Unfocused deficit spending will hurt economic growth and tax revenue in the long run, said Robson, who has testified several times at parliamentary hearings on public finances and the economy. Toronto-based C.D. Howe often hosts sessions with government ministers and central bankers and runs a shadow monetary policy council.
"It would be helpful if in the next federal budget we had more positive talk about the contribution business can make" and "some concrete measures" to back it up, Robson said. However, "I'm not expecting it."
Finance Minister Chrystia Freeland devoted a big chunk of the deficit approaching 20% of GDP last year to relief checks for households and subsidies for wages and business rent. Up to another CAD100 billion of spending over the next three years will likely be put to goals such as fighting climate change and building a fairer economy, with more details in a budget that could come in the next two months.
NOT SERIOUS ABOUT BUSINESS
"That planned stimulus of 70 to 100 billion, to me that just doesn't look serious," Robson said. "It's quite unsettling that we have a government that is so careless about that longer-term picture."
Canadian firms now spend just 58 cents per worker on investment for every dollar that U.S. companies do, Robson calculates, a trend that has worsened through the pandemic. It's the worst gap since at least the start of the 1990s, and more acute for more cutting-edge computer equipment. Canada is also a laggard on investment per worker against OECD nations.
The Bank of Canada has said the economy is more vulnerable with growth being led by consumer spending fueled by debt and less by business spending and exports.
It's unclear exactly why Canadian firms are investing less, but arguments include uncompetitive tax rates, trade restrictions between provinces and costly regulations, Robson said. There was a period in the early 2000s where the gap narrowed, and that might have been the result of some liberalization of business conditions in Canada, he said.
REFUNDABLE TAX CREDITS
While major corporate tax cuts in the U.S. under Donald Trump also hurt Canada's relative business costs, Joe Biden's proposed increase won't help Canada much, Robson said.
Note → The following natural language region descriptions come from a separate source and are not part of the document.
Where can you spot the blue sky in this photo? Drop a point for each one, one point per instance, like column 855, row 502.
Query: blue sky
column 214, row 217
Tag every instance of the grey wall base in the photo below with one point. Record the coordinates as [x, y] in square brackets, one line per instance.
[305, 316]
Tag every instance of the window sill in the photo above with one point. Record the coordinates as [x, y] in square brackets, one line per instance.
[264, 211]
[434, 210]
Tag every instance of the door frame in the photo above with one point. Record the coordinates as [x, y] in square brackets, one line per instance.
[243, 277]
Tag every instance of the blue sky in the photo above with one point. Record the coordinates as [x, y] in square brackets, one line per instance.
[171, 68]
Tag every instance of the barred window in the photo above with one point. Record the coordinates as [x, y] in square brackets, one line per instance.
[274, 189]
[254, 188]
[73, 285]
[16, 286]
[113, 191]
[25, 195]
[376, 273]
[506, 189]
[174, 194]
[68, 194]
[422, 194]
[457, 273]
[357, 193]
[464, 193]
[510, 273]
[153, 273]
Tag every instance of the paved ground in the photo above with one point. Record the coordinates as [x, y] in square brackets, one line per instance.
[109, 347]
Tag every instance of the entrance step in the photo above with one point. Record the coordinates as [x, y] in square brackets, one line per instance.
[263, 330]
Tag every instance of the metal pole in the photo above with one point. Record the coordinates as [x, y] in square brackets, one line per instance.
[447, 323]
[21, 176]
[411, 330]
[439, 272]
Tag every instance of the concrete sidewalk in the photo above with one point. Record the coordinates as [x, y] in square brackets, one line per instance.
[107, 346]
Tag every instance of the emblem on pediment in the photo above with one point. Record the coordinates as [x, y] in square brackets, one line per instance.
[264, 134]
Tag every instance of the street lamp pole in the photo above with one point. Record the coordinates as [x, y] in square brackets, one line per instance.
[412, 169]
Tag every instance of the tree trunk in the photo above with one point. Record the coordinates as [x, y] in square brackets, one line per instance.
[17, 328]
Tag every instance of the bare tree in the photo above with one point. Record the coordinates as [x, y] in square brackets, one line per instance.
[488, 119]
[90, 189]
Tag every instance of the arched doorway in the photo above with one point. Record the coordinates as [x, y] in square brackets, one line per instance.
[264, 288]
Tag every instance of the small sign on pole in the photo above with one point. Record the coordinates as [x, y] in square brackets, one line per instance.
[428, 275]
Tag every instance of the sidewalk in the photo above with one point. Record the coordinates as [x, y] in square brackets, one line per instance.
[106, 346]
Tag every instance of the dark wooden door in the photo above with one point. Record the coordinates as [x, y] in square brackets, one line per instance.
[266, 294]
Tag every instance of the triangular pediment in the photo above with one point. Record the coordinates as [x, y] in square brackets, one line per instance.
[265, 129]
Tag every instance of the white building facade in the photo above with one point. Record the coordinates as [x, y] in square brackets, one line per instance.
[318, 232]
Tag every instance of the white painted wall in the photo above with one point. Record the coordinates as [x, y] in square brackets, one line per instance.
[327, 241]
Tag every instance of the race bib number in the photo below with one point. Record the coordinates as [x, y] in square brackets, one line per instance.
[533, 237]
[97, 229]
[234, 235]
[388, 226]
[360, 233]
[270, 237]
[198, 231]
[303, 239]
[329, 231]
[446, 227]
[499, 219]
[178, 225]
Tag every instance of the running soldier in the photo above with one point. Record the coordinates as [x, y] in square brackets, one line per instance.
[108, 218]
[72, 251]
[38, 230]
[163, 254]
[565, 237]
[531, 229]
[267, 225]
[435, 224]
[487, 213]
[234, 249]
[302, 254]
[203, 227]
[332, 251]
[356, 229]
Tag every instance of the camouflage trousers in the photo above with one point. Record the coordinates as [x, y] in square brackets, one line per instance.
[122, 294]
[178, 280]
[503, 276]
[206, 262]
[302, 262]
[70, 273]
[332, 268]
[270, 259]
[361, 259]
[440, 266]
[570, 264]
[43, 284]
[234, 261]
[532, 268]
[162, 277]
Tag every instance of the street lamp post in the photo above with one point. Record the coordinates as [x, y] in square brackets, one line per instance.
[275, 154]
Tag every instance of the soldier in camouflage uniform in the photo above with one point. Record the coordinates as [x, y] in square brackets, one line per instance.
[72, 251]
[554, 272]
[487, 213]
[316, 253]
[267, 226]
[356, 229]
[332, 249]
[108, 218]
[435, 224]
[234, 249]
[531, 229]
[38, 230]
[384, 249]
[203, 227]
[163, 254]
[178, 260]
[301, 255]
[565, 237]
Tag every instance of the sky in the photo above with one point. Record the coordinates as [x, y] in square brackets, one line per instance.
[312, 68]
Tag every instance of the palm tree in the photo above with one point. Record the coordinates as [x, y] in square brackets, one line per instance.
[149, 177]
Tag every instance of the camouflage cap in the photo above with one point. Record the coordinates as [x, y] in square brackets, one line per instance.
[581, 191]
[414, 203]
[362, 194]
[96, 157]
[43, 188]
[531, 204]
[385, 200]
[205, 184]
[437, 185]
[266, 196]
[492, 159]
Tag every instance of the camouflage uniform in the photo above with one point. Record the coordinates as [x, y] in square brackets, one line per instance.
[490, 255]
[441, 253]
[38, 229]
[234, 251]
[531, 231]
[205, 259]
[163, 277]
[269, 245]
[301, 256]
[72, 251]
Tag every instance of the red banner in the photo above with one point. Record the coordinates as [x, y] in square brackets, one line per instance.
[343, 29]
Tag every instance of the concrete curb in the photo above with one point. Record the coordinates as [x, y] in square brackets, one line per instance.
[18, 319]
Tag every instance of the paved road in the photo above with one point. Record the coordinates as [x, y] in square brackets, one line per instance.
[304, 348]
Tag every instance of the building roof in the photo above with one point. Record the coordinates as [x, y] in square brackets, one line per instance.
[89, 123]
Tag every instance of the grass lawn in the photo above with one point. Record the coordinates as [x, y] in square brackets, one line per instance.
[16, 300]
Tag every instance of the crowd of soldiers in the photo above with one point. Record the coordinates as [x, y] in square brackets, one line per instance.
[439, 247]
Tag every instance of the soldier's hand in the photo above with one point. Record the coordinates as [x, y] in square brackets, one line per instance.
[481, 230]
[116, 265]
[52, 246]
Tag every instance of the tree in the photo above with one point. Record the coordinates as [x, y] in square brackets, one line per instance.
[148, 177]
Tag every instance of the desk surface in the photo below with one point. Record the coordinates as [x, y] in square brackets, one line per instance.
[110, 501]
That tax hike may also slow U.S. economic growth, Robson said, and Canada sends three-quarters of its exports there.
Nudging companies to invest more and raise their competitiveness is a clearer way to help Canada's economy, Robson said. One way to do that would be short-term refundable tax credits for new investment, he said.
"Compared to the government spending another hundred billion dollars, most of which is going to be here today, gone tomorrow, there's just no comparison," Robson said.